Search code examples
cluster-analysisdbscanelki

Clustering Multiple Attributes with ELKI


I use the ELKI framework to cluster a series of points, defined by their geographic coordinates (longitude, latitude). The algorithm I use is DBSCAN.

Now I would like to add another (numerical) attribute that weights the importance of the points (let's say size).

In theory, the points would now be defined in a 3 dimensional space (rather than 2D) and the distance would be a mixture of geographic distance and data distance.

In practice, I tried to do this in ELKI, but I step into a concrete problem. The clustering algorithms expect a "database" as an input.

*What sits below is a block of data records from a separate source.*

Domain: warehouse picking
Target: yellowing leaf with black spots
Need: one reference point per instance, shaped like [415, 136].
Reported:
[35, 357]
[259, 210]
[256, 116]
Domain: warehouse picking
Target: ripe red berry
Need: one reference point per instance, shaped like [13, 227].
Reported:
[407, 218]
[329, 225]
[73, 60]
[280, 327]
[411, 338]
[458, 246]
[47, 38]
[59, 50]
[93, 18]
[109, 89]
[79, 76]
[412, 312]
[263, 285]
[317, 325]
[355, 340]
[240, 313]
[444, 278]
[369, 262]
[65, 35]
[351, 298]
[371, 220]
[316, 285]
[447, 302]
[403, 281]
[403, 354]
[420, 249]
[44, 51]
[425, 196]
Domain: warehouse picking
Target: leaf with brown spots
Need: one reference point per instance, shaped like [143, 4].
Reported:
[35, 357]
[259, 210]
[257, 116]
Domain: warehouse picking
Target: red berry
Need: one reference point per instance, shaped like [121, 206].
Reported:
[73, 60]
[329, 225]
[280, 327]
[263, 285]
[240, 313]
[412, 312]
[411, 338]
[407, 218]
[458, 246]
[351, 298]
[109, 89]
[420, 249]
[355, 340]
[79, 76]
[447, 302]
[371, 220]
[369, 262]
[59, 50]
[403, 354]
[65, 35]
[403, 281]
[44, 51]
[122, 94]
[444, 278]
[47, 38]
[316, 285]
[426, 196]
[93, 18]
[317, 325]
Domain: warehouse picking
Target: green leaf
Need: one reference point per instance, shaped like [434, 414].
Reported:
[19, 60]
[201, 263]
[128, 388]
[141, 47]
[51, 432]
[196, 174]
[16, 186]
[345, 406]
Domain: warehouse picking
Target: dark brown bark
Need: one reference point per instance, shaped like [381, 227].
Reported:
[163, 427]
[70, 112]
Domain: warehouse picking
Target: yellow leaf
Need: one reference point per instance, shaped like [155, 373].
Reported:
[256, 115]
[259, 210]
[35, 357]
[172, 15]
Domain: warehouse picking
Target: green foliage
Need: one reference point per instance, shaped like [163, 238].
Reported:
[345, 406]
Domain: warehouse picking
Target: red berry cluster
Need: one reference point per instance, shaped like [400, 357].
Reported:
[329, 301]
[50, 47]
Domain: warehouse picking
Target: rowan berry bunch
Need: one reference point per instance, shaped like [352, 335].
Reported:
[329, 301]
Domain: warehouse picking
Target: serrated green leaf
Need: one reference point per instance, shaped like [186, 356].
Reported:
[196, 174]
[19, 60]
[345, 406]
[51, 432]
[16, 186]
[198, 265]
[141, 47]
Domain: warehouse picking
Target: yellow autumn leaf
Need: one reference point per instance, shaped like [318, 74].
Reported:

Clustering<DBSCANModel> de.lmu.ifi.dbs.elki.algorithm.AbstractAlgorithm.run(Database database)

This database is created from a LisParametrization, which amongst other things, reads a database connection:

    params.addParameter(
        AbstractDatabase.Parameterizer.DATABASE_CONNECTION_ID, dbc);

Finally, this database connection reads the data from a 2D array:

Import an existing data matrix (double[rows][cols]) into an ELKI database.

    DatabaseConnection dbc = new ArrayAdapterDatabaseConnection(array[][]);

My question is: is there any way of replacing this 2D array for a *D matrix?

For instance in my case, I would like to use a 3D array, to store the two geographic coordinates and the numerical attribute. Something like this:

array[][][]


Solution

  • If you want to put weight on the instances, you should switch to GeneralizedDBSCAN, and implement a weighted CorePredicate.

    double[rows][cols]
    

    is fine. You have three columns: longitude, latitute, weight.

    DimensionSelectingLatLngDistanceFunction can work with 3D vectors, too. You just have to specify in which column latitude, and in which column longitude is stored.

    Alternatively, you can build your own DatabaseConnection. It could return two relations: one is a 2d vector field containing latitude and longitude, the second is a 1d relation containing the weights only. But working with multiple relations can be tricky. Above approach is easier to use.